Both governments have used war memories as a political tool.
“We are a people,” says Poole. “Any discussion on sovereignty would have to involve the people of the Falkland Islands… and Argentina says we don’t deserve that human right.[We] are Falkland Islanders, but British as well.”
Historian Federico Finchelstein, who grew up in Argentina, has written about the Falklands for the New York Times, and now teaches at the New School in New York, says both Argentina and Britain have historical rights to the archipelago—but that both governments have “used war memories as a political tool” to draw voters’ support.
“Both countries should enter direct negotiations over shared sovereignty,” Finchelstein tells me by email. “Including sovereignty in open-ended negotiations would represent a direct change with or without the Pope.”
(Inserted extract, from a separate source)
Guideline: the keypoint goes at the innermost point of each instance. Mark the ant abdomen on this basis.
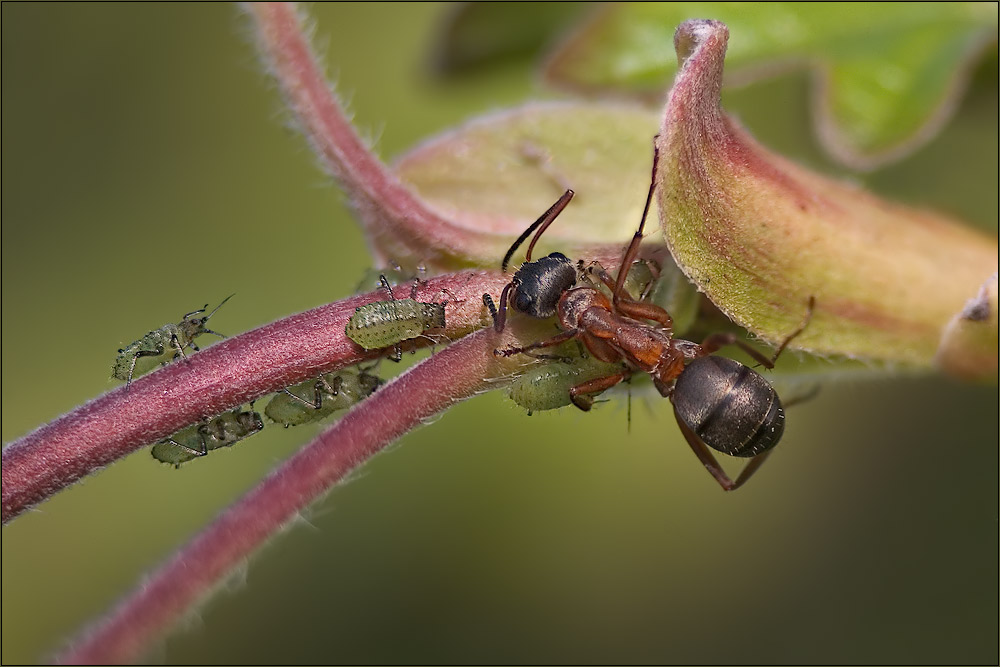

Even if the Pope doesn’t make headway with the Queen today, in his brief audience with the veterans, he already granted them several cherished wishes—including giving them permission to build a special chapel on the Falkland Islands.
“It was marvelous,” Hasenclever says. “He always gave mass when he was a Cardinal on the war’s anniversary, at the Cathedral of Buenos Aires. So he knows our fight of so many years.”